Identifying common route segments from GPS tracks

Asked 13/1, 2012 at 17:55 Answered 23/10, 2021 at 8:56

Say I've got a bunch of recorded GPS tracks. Some are from repeated trips over the same route, some are from completely unique routes, and some are distinct routes yet have some segments in common.

Given all this data, I want to:

identify the repeated trips over the same route
identify segments which are shared by multiple routes

I suppose 1 is really a special case of 2.

To give a concrete example: suppose you had daily GPS tracks of a large number of bicycle commuters. It would be interesting to extract from this data the most popular bicycle commuting corridors based on actual riding rather than from the cycling maps that are produced by local governments.

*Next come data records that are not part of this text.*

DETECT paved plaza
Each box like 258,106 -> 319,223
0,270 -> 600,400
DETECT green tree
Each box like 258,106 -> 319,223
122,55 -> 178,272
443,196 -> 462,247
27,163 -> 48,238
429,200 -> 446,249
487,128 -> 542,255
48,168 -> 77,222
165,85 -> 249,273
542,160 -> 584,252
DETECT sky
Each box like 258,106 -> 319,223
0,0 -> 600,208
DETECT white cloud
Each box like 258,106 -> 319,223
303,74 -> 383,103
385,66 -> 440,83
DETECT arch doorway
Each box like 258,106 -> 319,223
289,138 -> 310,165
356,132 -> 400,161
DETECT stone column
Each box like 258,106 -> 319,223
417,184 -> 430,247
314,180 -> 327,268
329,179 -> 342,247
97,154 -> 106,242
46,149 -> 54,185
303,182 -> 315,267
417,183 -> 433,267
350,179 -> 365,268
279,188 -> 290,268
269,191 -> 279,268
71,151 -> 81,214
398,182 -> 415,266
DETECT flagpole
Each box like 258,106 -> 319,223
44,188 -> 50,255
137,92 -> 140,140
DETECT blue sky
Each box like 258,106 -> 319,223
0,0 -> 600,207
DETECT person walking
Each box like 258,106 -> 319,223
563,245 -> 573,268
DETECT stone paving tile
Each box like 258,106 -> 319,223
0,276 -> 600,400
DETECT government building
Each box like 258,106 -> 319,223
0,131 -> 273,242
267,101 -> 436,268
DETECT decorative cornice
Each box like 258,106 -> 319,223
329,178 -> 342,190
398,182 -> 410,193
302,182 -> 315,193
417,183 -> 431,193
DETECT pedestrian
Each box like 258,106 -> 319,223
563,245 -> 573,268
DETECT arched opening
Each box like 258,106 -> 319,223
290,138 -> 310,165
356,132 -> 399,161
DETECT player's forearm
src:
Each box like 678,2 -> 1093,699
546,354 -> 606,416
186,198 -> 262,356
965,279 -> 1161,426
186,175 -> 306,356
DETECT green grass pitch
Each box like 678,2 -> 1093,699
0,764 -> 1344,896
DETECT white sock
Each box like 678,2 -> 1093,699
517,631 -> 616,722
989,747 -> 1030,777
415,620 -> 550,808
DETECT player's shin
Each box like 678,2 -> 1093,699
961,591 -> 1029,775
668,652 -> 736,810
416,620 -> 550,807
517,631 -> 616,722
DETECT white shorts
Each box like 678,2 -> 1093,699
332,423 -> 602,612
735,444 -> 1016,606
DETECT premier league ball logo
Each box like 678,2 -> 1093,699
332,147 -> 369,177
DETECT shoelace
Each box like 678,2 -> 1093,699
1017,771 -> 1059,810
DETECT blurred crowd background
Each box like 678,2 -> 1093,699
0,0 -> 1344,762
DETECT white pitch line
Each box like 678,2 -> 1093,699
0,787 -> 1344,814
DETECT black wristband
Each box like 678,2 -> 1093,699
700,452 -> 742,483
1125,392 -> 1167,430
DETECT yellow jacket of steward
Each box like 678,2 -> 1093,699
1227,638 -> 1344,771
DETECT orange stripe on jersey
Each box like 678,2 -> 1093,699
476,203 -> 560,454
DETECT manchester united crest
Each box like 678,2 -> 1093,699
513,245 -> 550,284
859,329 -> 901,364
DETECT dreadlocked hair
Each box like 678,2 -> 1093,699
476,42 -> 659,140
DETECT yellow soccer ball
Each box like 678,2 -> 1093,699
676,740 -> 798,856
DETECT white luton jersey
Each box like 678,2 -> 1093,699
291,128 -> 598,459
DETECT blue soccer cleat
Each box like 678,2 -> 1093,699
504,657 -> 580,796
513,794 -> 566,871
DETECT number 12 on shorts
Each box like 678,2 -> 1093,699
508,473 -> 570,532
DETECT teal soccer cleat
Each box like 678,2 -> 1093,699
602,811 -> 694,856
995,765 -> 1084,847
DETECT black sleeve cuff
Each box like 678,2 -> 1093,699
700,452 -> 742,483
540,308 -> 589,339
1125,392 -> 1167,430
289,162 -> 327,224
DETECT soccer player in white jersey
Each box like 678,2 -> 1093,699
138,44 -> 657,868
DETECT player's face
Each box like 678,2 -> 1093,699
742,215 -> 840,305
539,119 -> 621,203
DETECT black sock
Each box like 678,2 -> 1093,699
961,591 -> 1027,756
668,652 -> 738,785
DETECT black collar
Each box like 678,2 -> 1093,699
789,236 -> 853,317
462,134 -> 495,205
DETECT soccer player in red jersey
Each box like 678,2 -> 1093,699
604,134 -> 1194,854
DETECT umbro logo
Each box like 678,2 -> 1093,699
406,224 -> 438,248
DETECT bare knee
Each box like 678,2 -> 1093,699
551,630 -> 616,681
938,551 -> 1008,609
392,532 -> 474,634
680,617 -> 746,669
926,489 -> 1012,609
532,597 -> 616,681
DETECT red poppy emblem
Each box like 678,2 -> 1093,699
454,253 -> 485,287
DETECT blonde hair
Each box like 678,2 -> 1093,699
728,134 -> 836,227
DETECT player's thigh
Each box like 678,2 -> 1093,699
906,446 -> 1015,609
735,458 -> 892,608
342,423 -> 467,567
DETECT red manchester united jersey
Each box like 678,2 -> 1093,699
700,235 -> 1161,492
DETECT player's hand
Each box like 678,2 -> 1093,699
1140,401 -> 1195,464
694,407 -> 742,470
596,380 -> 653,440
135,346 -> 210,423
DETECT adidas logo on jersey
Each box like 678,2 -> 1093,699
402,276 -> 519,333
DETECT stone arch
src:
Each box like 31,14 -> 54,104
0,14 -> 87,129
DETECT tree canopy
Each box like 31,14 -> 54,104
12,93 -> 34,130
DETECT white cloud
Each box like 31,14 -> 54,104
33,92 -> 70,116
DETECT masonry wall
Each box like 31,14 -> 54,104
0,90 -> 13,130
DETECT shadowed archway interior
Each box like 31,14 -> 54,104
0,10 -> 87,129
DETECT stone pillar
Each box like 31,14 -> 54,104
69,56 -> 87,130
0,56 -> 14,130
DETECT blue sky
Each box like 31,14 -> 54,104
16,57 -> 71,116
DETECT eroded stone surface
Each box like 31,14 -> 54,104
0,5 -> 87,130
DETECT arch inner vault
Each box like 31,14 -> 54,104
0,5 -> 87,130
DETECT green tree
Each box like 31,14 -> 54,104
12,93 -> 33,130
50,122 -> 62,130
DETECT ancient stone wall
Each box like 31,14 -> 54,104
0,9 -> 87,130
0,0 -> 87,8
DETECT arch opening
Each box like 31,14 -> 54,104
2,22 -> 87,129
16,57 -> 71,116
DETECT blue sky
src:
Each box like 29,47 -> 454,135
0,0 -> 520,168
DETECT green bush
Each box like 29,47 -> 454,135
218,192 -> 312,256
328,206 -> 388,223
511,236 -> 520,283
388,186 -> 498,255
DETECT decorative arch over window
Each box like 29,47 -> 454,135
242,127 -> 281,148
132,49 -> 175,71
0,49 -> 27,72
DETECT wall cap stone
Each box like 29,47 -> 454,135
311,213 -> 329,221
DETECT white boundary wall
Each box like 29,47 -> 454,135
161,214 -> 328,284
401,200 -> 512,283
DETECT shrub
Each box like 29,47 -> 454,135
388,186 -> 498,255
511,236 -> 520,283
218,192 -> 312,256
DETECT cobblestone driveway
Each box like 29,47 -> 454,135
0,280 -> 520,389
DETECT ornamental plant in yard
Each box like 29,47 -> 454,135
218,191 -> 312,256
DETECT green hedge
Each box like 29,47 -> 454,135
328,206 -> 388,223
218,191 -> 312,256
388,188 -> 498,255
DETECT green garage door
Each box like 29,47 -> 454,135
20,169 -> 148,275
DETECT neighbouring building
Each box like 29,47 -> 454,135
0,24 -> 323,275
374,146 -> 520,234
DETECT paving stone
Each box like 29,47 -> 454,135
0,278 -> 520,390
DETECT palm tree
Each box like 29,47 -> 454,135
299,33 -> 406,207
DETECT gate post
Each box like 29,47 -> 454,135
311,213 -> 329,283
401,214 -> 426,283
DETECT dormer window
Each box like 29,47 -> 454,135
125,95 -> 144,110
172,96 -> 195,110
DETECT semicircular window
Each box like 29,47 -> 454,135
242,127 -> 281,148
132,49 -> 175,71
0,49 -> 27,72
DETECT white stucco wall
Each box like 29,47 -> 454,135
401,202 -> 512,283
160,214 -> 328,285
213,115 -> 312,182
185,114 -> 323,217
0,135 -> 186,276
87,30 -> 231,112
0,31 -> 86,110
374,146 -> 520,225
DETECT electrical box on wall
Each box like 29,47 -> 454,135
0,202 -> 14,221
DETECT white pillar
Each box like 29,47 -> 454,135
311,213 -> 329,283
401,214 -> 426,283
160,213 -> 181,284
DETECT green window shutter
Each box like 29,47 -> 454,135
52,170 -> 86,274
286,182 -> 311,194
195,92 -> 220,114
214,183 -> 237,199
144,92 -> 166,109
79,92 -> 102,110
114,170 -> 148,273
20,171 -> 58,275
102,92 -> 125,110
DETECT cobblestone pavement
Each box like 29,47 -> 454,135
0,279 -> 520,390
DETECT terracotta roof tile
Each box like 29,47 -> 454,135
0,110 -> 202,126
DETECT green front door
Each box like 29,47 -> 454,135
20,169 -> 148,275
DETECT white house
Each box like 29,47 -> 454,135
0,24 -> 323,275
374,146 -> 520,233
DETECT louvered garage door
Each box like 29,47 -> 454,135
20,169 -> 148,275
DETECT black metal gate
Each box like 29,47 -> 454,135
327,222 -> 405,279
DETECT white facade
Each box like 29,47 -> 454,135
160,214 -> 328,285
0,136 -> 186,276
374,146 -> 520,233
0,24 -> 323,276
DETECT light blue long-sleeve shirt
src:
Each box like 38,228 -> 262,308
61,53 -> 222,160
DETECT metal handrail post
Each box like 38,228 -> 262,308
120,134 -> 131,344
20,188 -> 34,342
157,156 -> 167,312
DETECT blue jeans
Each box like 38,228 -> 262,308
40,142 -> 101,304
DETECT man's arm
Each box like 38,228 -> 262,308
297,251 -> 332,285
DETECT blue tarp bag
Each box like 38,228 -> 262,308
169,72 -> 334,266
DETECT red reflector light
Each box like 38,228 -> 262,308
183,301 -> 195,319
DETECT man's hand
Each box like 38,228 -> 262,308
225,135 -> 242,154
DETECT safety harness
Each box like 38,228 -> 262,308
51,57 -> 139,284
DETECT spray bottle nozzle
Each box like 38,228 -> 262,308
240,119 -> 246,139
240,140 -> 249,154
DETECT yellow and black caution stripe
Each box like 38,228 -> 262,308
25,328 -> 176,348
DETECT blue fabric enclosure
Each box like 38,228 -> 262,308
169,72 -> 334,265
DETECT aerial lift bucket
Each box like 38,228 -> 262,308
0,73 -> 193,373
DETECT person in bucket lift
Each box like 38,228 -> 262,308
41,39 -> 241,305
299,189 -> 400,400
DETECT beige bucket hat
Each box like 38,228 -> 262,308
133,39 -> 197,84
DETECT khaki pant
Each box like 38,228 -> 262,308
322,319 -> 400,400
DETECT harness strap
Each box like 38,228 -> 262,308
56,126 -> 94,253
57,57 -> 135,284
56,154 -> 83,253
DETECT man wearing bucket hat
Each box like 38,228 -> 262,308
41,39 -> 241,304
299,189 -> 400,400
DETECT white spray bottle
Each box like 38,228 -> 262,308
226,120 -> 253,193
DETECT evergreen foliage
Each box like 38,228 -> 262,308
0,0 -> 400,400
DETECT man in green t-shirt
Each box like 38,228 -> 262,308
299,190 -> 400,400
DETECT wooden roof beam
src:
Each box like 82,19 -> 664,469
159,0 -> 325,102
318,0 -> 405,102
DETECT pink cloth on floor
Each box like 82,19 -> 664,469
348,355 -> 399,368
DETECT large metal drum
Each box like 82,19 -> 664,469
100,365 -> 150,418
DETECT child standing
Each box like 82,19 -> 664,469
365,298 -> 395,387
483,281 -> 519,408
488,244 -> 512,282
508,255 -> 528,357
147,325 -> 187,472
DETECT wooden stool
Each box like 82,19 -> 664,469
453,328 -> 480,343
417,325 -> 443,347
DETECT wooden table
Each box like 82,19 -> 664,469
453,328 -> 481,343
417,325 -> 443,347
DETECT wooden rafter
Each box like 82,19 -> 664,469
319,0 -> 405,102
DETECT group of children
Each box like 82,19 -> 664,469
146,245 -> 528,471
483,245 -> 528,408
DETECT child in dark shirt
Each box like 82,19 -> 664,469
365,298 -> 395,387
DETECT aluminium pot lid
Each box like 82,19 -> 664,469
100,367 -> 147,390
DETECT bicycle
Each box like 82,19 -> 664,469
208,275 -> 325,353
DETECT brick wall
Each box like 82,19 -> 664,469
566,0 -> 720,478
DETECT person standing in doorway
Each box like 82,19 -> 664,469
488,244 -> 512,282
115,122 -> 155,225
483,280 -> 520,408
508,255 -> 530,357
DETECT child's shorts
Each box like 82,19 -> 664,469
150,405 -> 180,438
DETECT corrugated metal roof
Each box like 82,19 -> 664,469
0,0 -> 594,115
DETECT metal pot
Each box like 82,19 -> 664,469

Are there published algorithms for doing this? How do they work? Pointers to papers and/or code greatly appreciated.

Soule answered 13/1, 2012 at 17:55 Comment(1)

This would be a lot easier with street data to snap the paths to. Can you use that? – Griswold 16/1, 2012 at 2:43

You can use 3D histogram find the most visited points on the map. Using that you can derive the most used paths.

Detail: Keep a 2D matrix count and initialize it to 0, X[i,j]=0. For each track, increment X[i,j]s on the path. Once you have processed all the tracks, threshold this matrix to min threshold (what is the minimum number of tracks for it to be a repeated trip?).

Some practical details: Assuming you have set of points through which path goes. You can find the set of points on the path between two such points with http://en.wikipedia.org/wiki/Bresenham%27s_line_algorithm . You might want to draw a "thicker line" to account for the noisy nature of the data.

Scandent answered 13/1, 2012 at 18:55 Comment(4)

Geocoordinates (latitude, longitude) are continuous values, so X[i,j] will probably not work. – Sauceda 6/6, 2014 at 16:51

@Sauceda discretize. – Scandent 7/6, 2014 at 19:23

Your approach will not work if paths are not fairly straight lines. For example, suppose from biking data you find popular points A, B, C, where dist(A,B) < dist(A,C). However, the bike path may be physically A, C, and then B (like a "U"-shaped path). You need to keep track of the sequences, not just the points. – Sauceda 21/6, 2014 at 13:35

@Sauceda I am decently sure that gps data also contains time. After all gps satellites do is transmit time. That should alleviate the problem. – Scandent 24/6, 2014 at 7:50

This seems a very general question that pertains to many GIS problems.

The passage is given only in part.